Australian incumbents are under pressure from new FinTech startups. Now one of the leading bank executives has slammed new FinTech lenders’ interest rates.
Shayne Elliott, CEO at ANZ, was speaking at the Intersekt Fesstival in Melborune when he said that bank’s like his “would get caned” if they were behaving like some FinTech lenders.
He was talking about risk-based pricing for bank customers as a means of shoring up bank earnings when he started in on the short-term lending space, the Australian Financial Review reported.
“So we are starting to see a lot of growth in the payday lending space, which is high risk, I mean it meets a need but there are ethical questions about some of that,” Elliott said.

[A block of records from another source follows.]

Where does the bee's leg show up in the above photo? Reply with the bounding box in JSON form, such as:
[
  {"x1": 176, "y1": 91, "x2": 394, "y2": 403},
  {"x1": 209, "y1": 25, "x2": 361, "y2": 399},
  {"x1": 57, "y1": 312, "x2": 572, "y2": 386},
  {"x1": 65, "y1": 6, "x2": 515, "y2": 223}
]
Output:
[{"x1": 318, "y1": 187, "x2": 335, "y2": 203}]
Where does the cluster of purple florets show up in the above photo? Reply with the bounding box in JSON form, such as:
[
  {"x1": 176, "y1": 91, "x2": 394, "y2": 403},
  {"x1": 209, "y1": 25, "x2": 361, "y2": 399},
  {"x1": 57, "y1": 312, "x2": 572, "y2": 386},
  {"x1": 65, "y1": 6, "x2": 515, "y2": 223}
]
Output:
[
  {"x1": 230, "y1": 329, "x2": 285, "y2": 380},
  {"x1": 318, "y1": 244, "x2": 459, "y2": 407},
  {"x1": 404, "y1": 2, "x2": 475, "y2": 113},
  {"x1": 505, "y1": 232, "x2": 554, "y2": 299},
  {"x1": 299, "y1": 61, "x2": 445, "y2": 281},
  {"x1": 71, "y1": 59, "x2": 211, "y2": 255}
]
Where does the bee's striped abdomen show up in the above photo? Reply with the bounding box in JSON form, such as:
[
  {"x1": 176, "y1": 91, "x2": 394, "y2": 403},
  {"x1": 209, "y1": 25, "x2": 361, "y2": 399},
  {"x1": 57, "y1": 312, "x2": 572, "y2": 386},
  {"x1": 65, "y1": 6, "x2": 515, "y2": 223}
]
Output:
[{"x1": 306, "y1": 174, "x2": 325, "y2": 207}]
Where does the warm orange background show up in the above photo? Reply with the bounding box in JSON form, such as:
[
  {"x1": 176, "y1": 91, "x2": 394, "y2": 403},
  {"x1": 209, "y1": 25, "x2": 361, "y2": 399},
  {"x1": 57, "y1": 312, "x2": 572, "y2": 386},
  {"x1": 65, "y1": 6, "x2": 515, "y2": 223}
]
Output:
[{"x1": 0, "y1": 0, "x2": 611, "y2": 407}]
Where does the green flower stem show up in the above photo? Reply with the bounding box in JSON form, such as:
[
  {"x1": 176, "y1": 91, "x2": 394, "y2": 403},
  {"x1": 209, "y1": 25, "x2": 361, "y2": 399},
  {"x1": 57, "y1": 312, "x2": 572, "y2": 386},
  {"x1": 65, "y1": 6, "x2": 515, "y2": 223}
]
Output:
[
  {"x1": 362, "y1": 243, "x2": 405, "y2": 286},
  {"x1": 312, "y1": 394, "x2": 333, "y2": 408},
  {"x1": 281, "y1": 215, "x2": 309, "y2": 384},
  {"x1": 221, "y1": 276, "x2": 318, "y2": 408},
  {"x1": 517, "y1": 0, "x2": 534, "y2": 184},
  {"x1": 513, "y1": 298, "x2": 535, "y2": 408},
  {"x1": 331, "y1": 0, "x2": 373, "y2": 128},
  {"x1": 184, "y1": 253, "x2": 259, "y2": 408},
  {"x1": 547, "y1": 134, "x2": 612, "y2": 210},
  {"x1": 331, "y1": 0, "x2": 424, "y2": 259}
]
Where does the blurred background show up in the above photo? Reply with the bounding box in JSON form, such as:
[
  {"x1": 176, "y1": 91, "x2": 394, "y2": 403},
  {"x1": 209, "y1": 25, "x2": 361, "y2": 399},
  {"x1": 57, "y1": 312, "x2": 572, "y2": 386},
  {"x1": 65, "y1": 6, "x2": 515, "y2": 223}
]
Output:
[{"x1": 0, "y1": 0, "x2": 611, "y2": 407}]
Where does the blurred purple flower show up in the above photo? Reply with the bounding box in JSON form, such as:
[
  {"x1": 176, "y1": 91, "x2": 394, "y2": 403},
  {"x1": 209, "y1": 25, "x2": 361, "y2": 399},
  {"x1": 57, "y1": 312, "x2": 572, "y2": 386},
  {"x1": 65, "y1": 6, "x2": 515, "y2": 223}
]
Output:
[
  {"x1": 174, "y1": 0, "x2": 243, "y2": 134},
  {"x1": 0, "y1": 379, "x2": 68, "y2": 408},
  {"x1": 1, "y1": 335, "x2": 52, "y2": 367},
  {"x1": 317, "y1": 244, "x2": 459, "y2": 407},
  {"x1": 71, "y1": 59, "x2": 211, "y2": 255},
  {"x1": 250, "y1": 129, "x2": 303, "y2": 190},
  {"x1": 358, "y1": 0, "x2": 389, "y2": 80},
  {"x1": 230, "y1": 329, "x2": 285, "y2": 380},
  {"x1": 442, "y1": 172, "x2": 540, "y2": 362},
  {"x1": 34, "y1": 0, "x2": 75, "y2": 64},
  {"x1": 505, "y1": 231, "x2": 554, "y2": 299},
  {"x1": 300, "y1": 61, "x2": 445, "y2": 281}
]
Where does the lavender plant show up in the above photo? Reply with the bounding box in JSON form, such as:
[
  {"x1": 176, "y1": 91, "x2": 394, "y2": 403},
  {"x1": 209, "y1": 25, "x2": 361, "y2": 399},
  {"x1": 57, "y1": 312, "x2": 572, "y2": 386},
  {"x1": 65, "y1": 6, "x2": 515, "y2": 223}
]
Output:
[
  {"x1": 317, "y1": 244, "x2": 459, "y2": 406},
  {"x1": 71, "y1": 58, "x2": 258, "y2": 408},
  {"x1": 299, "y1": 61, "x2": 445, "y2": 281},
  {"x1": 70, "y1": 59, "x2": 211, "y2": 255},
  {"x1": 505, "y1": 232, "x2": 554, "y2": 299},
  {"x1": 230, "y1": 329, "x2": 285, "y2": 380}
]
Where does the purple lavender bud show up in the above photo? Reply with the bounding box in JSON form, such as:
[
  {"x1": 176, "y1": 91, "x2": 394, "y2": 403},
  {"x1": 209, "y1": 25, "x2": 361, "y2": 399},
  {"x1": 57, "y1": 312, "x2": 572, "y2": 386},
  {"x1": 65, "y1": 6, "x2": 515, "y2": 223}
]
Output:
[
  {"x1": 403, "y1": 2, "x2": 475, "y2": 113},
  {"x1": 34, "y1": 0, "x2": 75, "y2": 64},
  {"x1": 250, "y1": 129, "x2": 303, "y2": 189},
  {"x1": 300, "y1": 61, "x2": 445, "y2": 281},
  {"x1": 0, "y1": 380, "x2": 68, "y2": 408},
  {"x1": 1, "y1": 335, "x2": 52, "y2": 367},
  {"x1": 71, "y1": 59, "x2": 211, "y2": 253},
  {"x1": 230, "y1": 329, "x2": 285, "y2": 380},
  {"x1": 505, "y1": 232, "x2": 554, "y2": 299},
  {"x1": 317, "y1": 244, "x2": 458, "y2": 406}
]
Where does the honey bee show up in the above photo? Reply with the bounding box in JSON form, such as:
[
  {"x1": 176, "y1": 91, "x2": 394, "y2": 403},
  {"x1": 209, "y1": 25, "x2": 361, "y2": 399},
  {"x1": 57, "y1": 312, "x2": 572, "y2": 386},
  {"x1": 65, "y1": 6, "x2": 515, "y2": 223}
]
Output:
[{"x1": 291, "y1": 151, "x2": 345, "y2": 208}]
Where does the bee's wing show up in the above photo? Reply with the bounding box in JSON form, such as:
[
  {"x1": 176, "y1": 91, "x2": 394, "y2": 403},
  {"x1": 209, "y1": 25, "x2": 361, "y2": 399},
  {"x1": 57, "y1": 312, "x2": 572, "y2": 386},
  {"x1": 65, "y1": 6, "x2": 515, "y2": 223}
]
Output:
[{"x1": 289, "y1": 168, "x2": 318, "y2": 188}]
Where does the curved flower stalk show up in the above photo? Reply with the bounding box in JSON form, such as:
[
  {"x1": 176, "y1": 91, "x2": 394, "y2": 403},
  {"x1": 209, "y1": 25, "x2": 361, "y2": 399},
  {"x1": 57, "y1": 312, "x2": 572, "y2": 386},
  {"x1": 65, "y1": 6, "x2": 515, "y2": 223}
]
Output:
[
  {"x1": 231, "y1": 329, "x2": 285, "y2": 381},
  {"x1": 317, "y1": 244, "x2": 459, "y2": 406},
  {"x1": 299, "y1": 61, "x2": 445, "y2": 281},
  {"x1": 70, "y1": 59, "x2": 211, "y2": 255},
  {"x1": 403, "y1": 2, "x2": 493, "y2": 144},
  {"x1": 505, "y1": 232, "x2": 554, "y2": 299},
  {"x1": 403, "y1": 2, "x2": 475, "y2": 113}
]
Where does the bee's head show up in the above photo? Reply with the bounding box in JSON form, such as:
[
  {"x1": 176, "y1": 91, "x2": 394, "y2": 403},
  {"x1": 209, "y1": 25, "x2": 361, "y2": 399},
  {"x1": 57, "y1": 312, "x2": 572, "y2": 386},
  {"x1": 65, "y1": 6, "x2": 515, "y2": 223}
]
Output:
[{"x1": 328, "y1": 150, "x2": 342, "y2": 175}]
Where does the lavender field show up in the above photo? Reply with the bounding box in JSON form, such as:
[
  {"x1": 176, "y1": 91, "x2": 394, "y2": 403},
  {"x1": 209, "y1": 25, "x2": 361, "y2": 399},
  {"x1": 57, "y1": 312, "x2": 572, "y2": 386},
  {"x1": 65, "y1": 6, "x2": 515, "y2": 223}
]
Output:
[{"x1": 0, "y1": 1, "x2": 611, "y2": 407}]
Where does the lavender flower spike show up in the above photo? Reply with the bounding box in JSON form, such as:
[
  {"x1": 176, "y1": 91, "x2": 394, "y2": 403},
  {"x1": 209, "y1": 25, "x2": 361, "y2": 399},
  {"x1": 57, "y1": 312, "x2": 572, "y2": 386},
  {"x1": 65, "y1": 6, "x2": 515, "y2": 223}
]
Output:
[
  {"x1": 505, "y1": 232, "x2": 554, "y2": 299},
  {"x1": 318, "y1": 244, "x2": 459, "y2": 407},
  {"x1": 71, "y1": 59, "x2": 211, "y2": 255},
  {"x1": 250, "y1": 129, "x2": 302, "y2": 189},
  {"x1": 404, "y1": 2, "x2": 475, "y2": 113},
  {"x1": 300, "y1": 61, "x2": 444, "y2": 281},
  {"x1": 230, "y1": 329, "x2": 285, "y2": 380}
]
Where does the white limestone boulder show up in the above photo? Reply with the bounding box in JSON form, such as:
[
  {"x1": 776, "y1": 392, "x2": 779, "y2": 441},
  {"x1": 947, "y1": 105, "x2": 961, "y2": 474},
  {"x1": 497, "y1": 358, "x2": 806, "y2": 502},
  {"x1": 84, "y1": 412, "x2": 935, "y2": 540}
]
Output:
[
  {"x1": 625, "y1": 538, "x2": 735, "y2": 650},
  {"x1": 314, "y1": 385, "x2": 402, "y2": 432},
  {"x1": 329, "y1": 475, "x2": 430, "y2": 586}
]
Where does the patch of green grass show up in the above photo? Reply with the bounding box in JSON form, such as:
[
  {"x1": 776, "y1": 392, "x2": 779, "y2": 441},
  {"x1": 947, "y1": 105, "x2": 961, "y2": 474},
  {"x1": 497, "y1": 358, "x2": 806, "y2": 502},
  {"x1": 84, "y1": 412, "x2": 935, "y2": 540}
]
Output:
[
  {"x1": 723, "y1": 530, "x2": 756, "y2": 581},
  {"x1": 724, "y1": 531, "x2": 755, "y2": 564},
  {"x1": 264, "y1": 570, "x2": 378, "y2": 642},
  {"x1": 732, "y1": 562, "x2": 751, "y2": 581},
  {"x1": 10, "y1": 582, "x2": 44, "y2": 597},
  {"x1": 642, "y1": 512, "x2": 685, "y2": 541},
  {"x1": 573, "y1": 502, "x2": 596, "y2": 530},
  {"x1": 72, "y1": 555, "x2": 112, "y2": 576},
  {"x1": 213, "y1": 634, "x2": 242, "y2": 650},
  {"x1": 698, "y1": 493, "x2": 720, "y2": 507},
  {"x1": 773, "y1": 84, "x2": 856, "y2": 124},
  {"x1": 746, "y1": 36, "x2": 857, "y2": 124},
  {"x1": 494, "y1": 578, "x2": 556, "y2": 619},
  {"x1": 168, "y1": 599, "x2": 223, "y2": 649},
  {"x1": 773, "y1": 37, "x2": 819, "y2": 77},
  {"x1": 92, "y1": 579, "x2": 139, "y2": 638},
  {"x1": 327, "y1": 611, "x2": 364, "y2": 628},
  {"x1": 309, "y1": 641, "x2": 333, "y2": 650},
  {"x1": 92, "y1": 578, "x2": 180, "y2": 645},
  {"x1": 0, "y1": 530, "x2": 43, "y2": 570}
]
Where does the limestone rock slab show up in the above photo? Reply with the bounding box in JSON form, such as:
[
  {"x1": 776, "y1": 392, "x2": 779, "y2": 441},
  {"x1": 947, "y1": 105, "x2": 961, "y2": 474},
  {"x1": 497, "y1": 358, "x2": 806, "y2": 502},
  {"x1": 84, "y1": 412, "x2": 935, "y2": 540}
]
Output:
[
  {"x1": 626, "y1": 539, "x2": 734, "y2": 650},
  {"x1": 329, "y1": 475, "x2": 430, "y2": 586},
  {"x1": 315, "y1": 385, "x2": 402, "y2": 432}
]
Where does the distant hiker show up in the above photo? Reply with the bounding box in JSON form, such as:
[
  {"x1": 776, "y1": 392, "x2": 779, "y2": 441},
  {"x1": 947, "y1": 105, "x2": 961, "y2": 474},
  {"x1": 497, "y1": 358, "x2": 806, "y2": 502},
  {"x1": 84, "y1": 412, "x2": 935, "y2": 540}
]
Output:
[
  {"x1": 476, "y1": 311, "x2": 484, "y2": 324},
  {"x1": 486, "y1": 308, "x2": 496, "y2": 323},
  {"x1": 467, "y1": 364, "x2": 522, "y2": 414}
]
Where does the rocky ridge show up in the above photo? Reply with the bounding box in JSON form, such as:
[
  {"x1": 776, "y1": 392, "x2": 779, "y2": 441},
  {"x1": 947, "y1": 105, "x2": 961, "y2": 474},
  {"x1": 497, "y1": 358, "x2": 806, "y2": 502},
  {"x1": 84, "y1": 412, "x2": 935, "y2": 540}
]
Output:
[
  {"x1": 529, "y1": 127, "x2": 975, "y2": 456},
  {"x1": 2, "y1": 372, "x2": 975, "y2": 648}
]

“There are businesses charging 35 and 40% interest and if we came out with a product like that we would get caned.”
While denying he was talking the buy-now-pay-later companies like Klarna, he stated his attack was targeting predatory lenders who charge individuals and businesses exorbitant amounts of interest for short term loans.
A similar discussion is happening in the US where regulators across the country has begun to investigate apps that allow people to tap into their salaries before their payday. Just like in Australia, there are concerns about these companies essentially being payday lenders acting like FinTech companies.
The ANZ boss’ attack comes as traditional banks Down Under are facing off with the rise of new FinTech startups and challenger banks that have begun to wash over the country.
FinTech investment in Oz is on the rise. It has jumped from $109.2m in 2014 to $506.8m to suddenly skyrocket in 2019. In the year to date, the Australian FinTech industry has attracted $1.31bn, according to FinTech Global’s data.